Completamente indiferente aos motivos de meu pai (muito embora eu também seja botafoguense), pra mim o que importava era que agora tínhamos um cachorro, e isso era um sonho realizado. Estava mais feliz do que nunca e vivia a mimar o Biriba, que naquelas primeiras semanas andava torto e desajeitado, de vez em quando topando contra as paredes, causando-nos êxtases de fofura.

Biriba cresceu (não muito, obviamente) e tomou o rosto de um cão confiante. Andava marchando e latia a qualquer ruído, convencido que era de ser o guardião da casa. Adorava correr, sobretudo atrás dos passarinhos, numa busca inalcançável. Dormia na sala, mas me acordava todos os dias, arranhando incessantemente a porta do quarto até que eu me dignasse abri-la, e então voltávamos a dormir juntos. Em dias de maior coragem, saíamos para passear ou ficávamos brincando no quintal de casa mesmo. Eu gostava especialmente de beliscar o Biriba, pois ele respondia com um rosnado e um olhar tão furioso que eu achava a maior graça. E dava um dó tão grande quando saíamos de casa deixando-o sozinho, pois até o último momento ele ficava nos olhando com uma carinha triste, suplicando silenciosamente que não fizéssemos aquilo...

Com o passar dos anos, Biriba já tinha conquistado até o meu pai, muito embora o Botafogo continuasse terrivelmente mal. Meus primos pequenos e meus amigos adoravam-no e eram frequentes visitas na nossa casa exclusivamente para ele. Por essa época, percebemos a necessidade de arranjá-lo uma namorada, pois estava a fazer amor loucamente e o tempo inteiro com um ursinho de pelúcia. Foi então que encontramos uma pretendente a duas ruas de nossa casa: chamava-se Belinha, uma pinscher escura e maior que o Biriba. Deixamos ele na casa dela e desde cedo os dois se deram muito bem, envolvendo-se com uma paixão arrebatadora.

Biriba ficou por lá pouquíssimo tempo, algo como dois dias. Quando retornou, contudo, já não era mais o mesmo: estava completamente apaixonado. Não dava mais a menor bola para o ursinho de pelúcia nem corria atrás dos passarinhos. Suas preocupações passaram a consistir basicamente em ficar sempre atento a um descuido de nossa parte com o portão da casa para fugir apressadamente. E quando isso acontecia, já sabíamos onde encontrá-lo: em frente a casa da Belinha, namorando por entre as grades, trocando beijinhos de esquimó. 

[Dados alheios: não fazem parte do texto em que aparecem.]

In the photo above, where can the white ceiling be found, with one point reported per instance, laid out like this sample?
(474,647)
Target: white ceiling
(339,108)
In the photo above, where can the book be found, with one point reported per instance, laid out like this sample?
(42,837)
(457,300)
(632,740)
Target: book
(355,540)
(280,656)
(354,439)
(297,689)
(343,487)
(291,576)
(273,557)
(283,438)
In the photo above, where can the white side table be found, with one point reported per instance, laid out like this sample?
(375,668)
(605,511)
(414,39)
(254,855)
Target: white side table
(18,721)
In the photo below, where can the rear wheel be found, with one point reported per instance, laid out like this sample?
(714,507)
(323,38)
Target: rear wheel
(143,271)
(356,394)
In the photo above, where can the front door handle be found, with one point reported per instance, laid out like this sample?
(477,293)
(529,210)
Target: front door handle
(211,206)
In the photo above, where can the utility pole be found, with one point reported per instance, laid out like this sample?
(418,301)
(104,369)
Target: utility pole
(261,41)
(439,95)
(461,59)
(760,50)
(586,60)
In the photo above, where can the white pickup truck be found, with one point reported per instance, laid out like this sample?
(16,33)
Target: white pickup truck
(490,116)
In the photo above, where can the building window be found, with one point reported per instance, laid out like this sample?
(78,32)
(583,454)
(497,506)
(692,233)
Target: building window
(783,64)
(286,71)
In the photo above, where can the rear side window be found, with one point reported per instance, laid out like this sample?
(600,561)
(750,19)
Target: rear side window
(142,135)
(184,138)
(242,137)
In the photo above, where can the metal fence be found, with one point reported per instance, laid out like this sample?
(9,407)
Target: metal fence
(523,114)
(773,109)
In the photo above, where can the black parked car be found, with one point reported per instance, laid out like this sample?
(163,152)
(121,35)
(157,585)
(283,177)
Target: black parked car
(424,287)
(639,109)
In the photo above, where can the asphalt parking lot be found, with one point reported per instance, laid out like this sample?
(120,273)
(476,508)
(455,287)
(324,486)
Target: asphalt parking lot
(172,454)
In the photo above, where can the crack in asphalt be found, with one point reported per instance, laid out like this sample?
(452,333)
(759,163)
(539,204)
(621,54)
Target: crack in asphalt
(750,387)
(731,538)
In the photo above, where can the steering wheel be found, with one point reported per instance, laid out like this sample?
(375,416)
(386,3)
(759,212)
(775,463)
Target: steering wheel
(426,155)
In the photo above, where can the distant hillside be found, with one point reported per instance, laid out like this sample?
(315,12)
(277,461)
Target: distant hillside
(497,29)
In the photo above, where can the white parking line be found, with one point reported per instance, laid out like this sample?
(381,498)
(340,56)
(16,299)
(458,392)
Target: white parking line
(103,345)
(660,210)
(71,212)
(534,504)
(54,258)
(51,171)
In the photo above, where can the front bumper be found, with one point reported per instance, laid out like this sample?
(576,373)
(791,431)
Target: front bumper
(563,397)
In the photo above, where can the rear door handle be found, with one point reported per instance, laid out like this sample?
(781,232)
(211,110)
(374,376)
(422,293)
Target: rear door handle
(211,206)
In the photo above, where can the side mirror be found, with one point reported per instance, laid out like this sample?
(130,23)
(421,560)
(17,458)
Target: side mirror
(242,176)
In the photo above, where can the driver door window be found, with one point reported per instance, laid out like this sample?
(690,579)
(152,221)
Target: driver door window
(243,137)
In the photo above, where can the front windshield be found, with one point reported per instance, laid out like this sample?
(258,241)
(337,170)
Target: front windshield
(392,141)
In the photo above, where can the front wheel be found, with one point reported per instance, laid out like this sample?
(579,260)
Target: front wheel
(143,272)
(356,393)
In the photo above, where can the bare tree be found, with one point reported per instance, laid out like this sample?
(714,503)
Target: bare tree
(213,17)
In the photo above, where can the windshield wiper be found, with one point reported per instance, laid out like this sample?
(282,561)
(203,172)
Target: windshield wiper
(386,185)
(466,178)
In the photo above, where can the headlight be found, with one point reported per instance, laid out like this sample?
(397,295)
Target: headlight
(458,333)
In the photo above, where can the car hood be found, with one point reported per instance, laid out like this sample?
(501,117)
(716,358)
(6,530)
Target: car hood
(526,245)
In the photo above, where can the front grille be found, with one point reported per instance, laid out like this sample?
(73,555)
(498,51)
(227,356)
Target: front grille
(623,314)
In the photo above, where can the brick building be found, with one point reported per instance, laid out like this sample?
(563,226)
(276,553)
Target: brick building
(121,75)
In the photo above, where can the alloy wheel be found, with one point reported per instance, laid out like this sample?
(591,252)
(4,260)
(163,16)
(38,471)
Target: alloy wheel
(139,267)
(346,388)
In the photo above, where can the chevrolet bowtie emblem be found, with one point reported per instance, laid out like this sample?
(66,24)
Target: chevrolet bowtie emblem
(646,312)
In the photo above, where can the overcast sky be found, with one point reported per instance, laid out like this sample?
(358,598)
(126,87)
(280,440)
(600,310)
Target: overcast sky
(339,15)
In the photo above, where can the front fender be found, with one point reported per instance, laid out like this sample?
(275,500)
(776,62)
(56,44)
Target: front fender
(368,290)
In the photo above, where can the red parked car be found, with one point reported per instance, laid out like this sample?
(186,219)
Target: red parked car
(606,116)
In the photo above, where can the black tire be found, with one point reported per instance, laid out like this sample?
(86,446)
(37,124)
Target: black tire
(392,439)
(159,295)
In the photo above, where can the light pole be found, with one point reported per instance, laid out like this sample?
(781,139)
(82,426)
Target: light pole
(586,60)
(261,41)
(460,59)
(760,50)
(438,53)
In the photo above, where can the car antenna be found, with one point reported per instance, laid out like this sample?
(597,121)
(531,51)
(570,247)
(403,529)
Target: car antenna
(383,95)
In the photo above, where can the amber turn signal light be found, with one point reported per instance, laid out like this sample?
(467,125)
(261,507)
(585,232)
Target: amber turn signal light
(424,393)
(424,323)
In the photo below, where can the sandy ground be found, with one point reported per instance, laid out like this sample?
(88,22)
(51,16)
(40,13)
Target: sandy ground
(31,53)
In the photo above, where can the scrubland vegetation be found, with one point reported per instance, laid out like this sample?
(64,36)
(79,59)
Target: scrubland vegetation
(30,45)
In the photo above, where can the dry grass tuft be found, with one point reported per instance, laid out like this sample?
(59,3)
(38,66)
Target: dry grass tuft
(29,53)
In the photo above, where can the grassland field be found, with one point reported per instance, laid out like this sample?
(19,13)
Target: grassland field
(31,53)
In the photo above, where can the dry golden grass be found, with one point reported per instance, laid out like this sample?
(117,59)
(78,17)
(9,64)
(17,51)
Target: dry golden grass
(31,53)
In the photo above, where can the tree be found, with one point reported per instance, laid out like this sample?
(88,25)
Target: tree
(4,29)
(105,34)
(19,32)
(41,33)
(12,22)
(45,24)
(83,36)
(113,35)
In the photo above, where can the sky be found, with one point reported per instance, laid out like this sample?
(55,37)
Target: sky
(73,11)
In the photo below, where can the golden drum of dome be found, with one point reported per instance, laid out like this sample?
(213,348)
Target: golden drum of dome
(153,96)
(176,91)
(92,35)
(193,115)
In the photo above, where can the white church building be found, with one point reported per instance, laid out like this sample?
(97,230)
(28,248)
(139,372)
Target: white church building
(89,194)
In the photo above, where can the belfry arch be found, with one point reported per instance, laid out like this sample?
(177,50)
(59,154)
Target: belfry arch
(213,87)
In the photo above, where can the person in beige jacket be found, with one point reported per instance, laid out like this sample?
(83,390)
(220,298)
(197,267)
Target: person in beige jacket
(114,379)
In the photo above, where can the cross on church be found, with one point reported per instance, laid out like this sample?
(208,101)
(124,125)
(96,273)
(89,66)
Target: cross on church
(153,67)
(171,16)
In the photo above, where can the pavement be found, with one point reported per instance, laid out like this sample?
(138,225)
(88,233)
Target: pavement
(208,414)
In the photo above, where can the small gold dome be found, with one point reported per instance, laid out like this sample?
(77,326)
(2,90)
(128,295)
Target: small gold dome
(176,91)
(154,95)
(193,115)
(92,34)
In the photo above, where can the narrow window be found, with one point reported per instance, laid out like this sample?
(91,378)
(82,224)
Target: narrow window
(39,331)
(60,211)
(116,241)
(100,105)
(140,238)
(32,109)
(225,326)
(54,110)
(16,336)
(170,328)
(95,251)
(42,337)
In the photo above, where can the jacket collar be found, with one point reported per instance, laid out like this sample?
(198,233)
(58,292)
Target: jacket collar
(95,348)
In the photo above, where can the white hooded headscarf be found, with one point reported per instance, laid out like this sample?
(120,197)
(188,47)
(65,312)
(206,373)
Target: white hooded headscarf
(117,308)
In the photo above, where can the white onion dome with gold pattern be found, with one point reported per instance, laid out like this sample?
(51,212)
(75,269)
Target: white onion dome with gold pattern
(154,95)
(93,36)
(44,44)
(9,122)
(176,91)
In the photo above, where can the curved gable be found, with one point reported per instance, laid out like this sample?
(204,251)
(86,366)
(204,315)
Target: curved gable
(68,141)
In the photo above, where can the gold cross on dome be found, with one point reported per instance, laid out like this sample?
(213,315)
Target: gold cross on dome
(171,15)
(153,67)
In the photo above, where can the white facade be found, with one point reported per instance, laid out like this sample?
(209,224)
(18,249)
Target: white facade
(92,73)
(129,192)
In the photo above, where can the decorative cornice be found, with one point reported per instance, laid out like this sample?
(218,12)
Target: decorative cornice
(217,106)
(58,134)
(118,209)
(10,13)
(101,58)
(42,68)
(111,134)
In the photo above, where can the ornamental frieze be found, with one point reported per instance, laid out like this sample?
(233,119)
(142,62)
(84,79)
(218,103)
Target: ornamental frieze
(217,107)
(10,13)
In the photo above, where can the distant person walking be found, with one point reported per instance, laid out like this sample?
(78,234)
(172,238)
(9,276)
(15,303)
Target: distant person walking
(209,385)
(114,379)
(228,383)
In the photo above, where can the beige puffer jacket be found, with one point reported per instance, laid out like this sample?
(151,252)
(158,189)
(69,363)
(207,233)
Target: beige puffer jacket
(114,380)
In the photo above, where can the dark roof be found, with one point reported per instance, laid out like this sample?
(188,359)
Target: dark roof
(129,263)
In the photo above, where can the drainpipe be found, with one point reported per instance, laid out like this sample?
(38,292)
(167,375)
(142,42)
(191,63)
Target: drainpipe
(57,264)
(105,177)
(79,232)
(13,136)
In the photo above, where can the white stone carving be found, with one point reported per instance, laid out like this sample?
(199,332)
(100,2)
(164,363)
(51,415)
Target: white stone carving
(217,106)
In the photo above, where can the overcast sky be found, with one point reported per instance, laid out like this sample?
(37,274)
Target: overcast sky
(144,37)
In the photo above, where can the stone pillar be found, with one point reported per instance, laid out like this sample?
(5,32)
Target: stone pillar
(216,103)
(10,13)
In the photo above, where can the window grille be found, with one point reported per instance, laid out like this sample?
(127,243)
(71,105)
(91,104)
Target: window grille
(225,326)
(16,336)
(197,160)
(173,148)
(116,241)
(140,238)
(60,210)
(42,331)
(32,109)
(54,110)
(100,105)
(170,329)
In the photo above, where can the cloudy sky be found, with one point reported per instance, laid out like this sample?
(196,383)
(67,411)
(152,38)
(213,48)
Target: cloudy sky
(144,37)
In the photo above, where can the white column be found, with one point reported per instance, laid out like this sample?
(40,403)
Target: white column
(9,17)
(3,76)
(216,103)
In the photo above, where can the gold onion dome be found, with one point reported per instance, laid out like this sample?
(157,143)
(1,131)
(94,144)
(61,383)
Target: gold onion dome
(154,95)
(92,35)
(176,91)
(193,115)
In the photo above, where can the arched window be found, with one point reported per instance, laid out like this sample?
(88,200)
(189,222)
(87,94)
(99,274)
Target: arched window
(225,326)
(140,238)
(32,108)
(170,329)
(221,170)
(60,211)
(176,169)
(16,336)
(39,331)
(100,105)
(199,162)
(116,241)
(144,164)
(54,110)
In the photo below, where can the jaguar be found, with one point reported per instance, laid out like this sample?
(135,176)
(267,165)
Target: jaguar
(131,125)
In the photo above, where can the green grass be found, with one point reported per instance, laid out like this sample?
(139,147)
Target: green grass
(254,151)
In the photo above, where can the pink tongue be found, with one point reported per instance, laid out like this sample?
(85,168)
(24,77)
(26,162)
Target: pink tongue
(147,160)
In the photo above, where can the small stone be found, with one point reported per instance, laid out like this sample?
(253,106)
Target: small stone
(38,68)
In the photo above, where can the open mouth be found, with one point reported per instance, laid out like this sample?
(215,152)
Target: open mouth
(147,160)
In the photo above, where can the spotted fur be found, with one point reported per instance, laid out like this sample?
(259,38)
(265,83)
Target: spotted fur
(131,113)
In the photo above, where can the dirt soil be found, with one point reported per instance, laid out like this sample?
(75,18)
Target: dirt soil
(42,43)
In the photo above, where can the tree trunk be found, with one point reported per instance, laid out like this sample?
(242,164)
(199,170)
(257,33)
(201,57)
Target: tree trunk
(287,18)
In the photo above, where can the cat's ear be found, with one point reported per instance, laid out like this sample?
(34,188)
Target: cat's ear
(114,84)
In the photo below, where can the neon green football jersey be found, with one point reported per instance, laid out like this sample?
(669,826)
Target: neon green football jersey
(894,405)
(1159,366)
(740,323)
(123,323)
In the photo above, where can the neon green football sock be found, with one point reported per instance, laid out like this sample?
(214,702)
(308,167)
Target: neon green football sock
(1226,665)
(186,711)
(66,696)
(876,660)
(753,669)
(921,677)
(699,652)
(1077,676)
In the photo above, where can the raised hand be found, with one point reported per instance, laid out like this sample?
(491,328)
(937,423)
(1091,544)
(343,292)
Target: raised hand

Foi então que um dia calhou de acontecer: era noite e minha mãe chegava da faculdade. Ela abriu o portão e nem eu nem meu pai estávamos prestando atenção no Biriba, que naturalmente aproveitou para fugir. Mas dessa vez o cachorro da vizinha da frente estava solto, um vira-lata mal encarado que inclusive chegou a me atacar certa vez. Não vi a cena, mas minha mãe conta que ele deu uma única mordida no Biriba, que sequer latiu. Desesperados, levamos ele correndo para um veterinário, mas já não tinha jeito: uma hemorragia interna havia consumido meu primeiro e tão amado cachorrinho.

Voltamos para casa, todos chorando copiosamente. Limpamos o Biriba e deixamos ele em sua caminha. Fui deitar e não consegui dormir, atormentado pelo acontecimento. Biriba, que era tão valente, morreu em silêncio. Tinha a cabeça em outro lugar, estava tomado pelo amor. E nós o segurávamos, por isso ele precisava fugir. Será que ele morreu chateado conosco, que prezávamos mais a nossa propriedade sobre ele do que seus próprios sentimentos?

Não sei, não sei... O que sei é que quando precisei levantar e ir para a escola no dia seguinte, passei pelo Biriba em sua caminha e ele parecia estar simplesmente dormindo. E que logo acordaria e iria arranhar minha porta. E rosnar aos meus beliscões. E correr atrás dos passarinhos. Não pude evitar de chorar novamente.

Depois da aula, pela tarde, fizemos o enterro do Biriba. Eu acompanhei tudo e o atestado de meus olhos é que hoje ele repousa num terreno na parte de trás da loja, enrolado numa bandeira do Botafogo. Mas prefiro acreditar sinceramente que agora ele é uma estrela solitária lá no céu, que nos conduz.